Overseas money managers bought a net $277.1 million of the country’s shares this year through yesterday, 5.3 percent more than the whole of 2013. That’s helped propel a 20 percent gain in the benchmark VN Index of the Ho Chi Minh City Stock Exchange.
Coeli Asset Management, RenAsset Management and Asia Frontier Capital Ltd. say the rally isn’t done as economic growth accelerates, inflation eases and the outlook for exports improves after the central bank devalued the dong for the first time in 12 months. Moody’s Investors Service raised the nation’s sovereign rating on July 29, citing an improving balance of payments and rising foreign-exchange reserves.
“We are adding to existing positions in Vietnam,” Thomas Hugger, chief executive officer at Hong Kong-based Asia Frontier Capital, wrote in an e-mail. “Even though it has been among the leading performers in Asia this year, we still think many stocks offer value.”
James Bannan, who runs the $110 million Frontier Markets Fund at Coeli in Sweden, said he is “very positive” on Vietnam. Sven Richter, head of frontier markets at the RenAsset Management, which has offices in Johannesburg, Guernsey and London, is “still finding attractive stocks” to buy.

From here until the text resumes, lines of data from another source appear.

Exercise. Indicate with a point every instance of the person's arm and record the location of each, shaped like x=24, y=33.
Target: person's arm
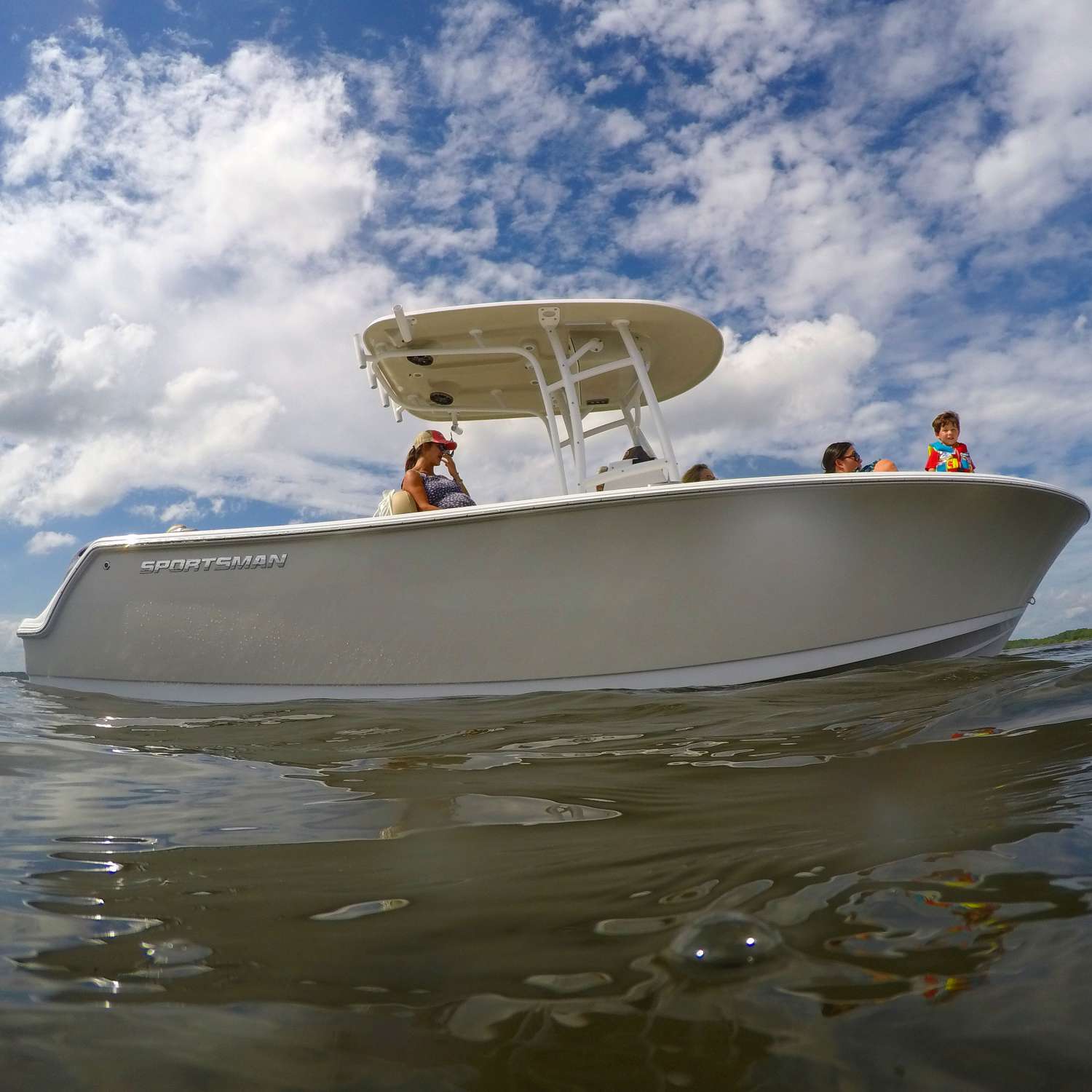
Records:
x=415, y=487
x=449, y=461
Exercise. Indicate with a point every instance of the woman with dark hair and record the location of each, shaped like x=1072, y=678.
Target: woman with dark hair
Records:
x=842, y=458
x=432, y=491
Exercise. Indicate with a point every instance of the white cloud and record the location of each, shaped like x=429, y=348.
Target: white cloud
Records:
x=783, y=393
x=46, y=542
x=175, y=270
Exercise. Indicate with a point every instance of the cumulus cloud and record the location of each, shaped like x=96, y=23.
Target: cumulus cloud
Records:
x=46, y=542
x=185, y=246
x=782, y=392
x=174, y=266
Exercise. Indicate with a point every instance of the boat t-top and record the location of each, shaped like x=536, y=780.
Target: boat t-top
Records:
x=626, y=578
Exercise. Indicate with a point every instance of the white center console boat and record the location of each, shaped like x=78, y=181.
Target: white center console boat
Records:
x=644, y=583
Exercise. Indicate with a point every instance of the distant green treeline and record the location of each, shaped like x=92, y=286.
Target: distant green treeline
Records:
x=1069, y=635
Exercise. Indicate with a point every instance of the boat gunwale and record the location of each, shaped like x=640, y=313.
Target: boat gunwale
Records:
x=41, y=625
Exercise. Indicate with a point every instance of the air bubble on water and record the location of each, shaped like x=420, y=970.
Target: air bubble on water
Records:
x=174, y=952
x=723, y=938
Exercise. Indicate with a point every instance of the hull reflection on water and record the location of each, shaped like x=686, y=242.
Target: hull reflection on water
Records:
x=496, y=893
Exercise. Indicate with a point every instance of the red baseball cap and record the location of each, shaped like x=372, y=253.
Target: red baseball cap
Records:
x=432, y=436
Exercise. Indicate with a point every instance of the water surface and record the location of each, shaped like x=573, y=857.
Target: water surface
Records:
x=869, y=880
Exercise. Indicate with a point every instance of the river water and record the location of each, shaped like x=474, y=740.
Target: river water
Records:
x=878, y=879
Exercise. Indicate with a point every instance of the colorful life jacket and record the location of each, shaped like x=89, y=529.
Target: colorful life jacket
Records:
x=941, y=458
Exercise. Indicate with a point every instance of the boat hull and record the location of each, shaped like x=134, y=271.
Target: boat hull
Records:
x=712, y=585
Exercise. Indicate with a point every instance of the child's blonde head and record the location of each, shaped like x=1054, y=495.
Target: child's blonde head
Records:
x=948, y=417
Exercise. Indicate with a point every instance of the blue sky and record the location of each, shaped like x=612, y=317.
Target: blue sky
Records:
x=886, y=207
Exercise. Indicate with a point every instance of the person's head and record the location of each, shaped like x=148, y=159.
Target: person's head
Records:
x=841, y=458
x=946, y=427
x=699, y=473
x=430, y=448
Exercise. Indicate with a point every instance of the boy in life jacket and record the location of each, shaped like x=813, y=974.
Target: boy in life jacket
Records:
x=946, y=454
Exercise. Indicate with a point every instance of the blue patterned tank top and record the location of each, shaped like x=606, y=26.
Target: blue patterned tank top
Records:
x=443, y=493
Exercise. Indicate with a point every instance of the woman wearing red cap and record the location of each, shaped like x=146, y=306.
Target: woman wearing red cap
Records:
x=430, y=489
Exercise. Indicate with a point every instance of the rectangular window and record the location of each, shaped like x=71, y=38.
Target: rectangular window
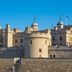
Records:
x=61, y=38
x=30, y=41
x=1, y=40
x=15, y=41
x=40, y=50
x=21, y=40
x=53, y=38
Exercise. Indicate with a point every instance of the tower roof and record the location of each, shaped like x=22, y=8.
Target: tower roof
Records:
x=34, y=23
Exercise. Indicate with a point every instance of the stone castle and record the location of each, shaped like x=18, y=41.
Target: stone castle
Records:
x=48, y=43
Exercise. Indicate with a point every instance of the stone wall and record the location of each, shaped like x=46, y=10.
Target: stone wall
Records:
x=38, y=65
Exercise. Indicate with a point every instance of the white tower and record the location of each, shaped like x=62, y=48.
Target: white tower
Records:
x=35, y=25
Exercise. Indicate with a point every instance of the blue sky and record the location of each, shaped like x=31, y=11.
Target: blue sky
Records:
x=20, y=13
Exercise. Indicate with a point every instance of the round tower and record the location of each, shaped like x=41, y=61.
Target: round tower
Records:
x=38, y=45
x=35, y=25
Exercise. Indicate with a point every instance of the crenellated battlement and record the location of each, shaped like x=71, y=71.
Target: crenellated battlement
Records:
x=38, y=34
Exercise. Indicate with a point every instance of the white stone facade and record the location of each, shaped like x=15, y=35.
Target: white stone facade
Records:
x=39, y=43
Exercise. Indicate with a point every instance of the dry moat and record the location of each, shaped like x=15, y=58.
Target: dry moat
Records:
x=37, y=65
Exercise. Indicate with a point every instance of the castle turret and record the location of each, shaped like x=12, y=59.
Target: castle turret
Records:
x=60, y=25
x=34, y=25
x=7, y=27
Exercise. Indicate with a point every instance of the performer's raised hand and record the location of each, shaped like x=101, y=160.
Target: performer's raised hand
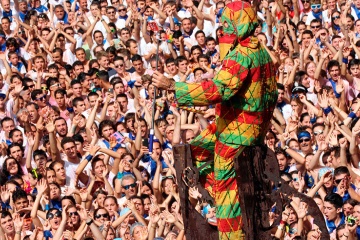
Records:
x=162, y=82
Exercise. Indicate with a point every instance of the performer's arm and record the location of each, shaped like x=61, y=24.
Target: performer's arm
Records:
x=224, y=85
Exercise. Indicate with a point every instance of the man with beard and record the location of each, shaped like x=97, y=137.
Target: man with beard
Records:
x=7, y=225
x=123, y=101
x=33, y=108
x=128, y=183
x=333, y=211
x=305, y=142
x=70, y=161
x=16, y=136
x=61, y=128
x=7, y=124
x=39, y=98
x=16, y=151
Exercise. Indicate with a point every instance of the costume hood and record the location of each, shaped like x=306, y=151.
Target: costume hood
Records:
x=239, y=21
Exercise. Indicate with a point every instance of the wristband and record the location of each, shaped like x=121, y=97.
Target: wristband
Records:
x=47, y=234
x=131, y=83
x=5, y=205
x=313, y=120
x=70, y=110
x=352, y=115
x=327, y=110
x=89, y=157
x=119, y=175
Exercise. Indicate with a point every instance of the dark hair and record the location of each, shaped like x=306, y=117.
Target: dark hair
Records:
x=36, y=92
x=333, y=63
x=76, y=100
x=136, y=57
x=78, y=138
x=6, y=172
x=14, y=145
x=71, y=198
x=341, y=170
x=19, y=194
x=5, y=119
x=279, y=151
x=335, y=199
x=66, y=140
x=104, y=124
x=11, y=133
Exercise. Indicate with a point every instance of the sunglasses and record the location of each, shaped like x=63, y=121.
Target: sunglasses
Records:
x=304, y=140
x=315, y=6
x=105, y=215
x=318, y=133
x=129, y=186
x=41, y=98
x=73, y=214
x=52, y=215
x=55, y=85
x=337, y=181
x=167, y=177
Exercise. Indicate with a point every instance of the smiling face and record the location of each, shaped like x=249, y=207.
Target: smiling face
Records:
x=111, y=206
x=7, y=225
x=330, y=211
x=12, y=166
x=54, y=192
x=55, y=219
x=21, y=203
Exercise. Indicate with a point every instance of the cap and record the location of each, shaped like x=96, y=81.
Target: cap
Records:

The VN Index dropped 0.2 percent to close at 606.7 today. The gauge is valued at 13.7 times projected 12-month earnings, the least among the six major Southeast Asian markets.
Still, concerns remain that soured loans in the country’s banking sector may curb growth. Increasing bad debts could significantly undermine the resilience of Vietnam’s lenders, Standard & Poor’s wrote in a report July 15. The country’s actual non-performing loans may be substantially higher than reported because of a lack of consistent classifications and reporting standards for banks, it said.

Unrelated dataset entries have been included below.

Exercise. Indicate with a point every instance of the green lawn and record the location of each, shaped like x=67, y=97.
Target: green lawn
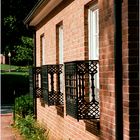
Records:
x=16, y=68
x=6, y=67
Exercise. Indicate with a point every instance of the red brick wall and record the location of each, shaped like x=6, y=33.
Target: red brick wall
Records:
x=107, y=81
x=73, y=14
x=133, y=68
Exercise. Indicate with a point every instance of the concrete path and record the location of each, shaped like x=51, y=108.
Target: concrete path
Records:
x=6, y=131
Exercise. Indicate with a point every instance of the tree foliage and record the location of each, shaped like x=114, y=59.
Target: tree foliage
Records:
x=23, y=52
x=12, y=27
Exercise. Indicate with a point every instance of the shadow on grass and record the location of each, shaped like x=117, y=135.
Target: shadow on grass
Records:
x=13, y=81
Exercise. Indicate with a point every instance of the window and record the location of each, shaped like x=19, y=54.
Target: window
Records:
x=60, y=46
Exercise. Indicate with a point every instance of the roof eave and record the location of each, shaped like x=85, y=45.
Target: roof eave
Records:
x=40, y=10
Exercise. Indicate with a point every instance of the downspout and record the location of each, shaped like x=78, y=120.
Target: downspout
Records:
x=118, y=68
x=34, y=71
x=34, y=66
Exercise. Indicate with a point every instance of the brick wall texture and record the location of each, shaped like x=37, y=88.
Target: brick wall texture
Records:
x=73, y=15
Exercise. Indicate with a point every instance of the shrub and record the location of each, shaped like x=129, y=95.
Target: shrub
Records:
x=24, y=105
x=25, y=121
x=30, y=129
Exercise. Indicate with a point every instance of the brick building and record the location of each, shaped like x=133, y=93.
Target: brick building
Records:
x=86, y=68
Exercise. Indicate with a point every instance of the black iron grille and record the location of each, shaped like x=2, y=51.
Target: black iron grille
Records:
x=81, y=102
x=51, y=84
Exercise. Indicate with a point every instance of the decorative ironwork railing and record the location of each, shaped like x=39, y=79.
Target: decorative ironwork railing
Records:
x=81, y=102
x=51, y=90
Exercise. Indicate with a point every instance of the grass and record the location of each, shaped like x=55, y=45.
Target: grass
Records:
x=15, y=81
x=6, y=67
x=14, y=73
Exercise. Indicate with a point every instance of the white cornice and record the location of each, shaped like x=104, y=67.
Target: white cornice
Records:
x=40, y=11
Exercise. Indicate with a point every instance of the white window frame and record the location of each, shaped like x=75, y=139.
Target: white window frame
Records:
x=61, y=61
x=43, y=49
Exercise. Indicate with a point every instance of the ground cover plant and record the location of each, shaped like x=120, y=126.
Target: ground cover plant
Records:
x=13, y=82
x=25, y=122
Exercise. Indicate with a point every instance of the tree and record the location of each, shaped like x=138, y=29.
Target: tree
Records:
x=12, y=28
x=23, y=52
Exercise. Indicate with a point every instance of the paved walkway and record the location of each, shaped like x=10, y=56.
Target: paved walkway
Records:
x=6, y=131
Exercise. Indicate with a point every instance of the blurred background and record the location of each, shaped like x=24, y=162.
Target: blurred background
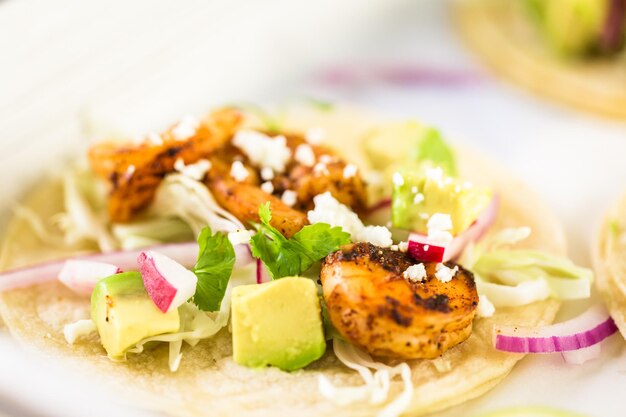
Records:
x=70, y=67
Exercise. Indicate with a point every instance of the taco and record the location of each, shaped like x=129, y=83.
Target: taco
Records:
x=352, y=316
x=609, y=262
x=571, y=51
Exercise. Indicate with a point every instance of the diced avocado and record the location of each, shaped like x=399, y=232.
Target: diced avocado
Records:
x=405, y=145
x=418, y=194
x=391, y=143
x=124, y=313
x=278, y=323
x=574, y=27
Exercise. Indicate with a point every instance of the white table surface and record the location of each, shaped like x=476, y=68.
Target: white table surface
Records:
x=141, y=64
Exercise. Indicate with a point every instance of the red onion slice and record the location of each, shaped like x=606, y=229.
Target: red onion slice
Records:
x=82, y=276
x=580, y=356
x=422, y=249
x=588, y=329
x=183, y=253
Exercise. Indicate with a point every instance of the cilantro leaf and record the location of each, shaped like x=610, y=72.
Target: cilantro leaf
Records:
x=214, y=267
x=431, y=147
x=288, y=257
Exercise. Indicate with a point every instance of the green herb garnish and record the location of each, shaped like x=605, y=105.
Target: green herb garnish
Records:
x=290, y=257
x=432, y=148
x=214, y=267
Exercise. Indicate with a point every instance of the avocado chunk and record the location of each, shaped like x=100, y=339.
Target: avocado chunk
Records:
x=124, y=313
x=418, y=194
x=278, y=323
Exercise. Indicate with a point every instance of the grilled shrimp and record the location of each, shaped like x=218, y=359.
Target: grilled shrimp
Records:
x=243, y=201
x=373, y=306
x=328, y=174
x=134, y=171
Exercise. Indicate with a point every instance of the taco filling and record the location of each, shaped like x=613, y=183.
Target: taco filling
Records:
x=236, y=245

Non-performing loans by commercial lenders amounted to 4.84 percent of total loans as of the end of June, Thoi Bao Kinh Te Vietnam newspaper reported July 21. That compares with a central bank estimate of 7.8 percent at the end of last year. Moody’s estimated in February bad debt at Vietnamese banks amount to at least 15 percent of total assets.

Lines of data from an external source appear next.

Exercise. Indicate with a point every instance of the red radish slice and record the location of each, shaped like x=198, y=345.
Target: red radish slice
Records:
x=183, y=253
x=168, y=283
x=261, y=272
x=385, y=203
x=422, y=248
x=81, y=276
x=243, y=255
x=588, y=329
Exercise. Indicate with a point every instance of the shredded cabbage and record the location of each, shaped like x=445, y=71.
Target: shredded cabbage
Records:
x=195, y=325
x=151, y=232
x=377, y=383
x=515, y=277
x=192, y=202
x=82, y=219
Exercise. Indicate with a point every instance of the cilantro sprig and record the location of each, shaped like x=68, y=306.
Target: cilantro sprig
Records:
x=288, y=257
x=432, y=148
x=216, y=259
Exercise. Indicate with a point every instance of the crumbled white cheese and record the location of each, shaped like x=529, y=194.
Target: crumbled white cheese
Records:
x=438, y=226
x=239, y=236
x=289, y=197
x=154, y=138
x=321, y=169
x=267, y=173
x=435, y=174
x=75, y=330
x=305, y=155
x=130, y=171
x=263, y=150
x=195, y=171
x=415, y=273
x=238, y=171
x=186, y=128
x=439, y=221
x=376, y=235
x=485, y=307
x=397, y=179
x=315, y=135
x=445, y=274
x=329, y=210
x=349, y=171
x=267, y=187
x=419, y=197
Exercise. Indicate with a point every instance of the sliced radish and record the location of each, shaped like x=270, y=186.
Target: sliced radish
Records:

“Non-performing loans in the Vietnamese banking system are still at a rather high level and this issue needs to be resolutely tackled,” Hoang Viet Phuong, senior director of Institutional Research & Investment Advisory at Saigon Securities, Vietnam’s biggest brokerage, said by phone from Hanoi yesterday. “This has been a bottleneck in the economy and when it’s resolved then Vietnam will see more sustainable and healthier growth.”
The economy is still expanding, with growth quickening to 5.25 percent in the second quarter, from 5.09 percent three months earlier, as the outlook for exports improved. The central bank devalued the dong in June to spur shipments after anti-China protests in May halted production at foreign-owned factories.
Inflation held at less than 5 percent for a sixth straight month in July, compared with a peak of more than 28 percent in August 2008. Exports rose 14.9 percent from a year earlier in the first six months of this year, while the first-half trade surplus of $1.3 billion compares with a $1.4 billion deficit in the same period a year earlier.
“It’s a classic early-stage emerging market with a lot of potential,” Bannan said. “There are a few very interesting opportunities in the Vietnamese market and we are currently adding to them.”
The potential for growth in Vietnam, where 60 percent of its 90 million population are of working age, is attracting manufacturers.
Disbursed foreign direct investment in Vietnam in the first seven months of the year was estimated at $6.8 billion, 2.3 percent more than the same period a year earlier, the Ministry of Planning and Investment said in a statement last month. Samsung Electronics Co., the world’s biggest smartphone maker, last month received approval from the provincial government of Bac Ninh to build a $1 billion module-assembly plant.
“The country is becoming an important center of manufacturing in the region as it offers lower wages than China and has a large, young and educated working-age population,” Hugger said.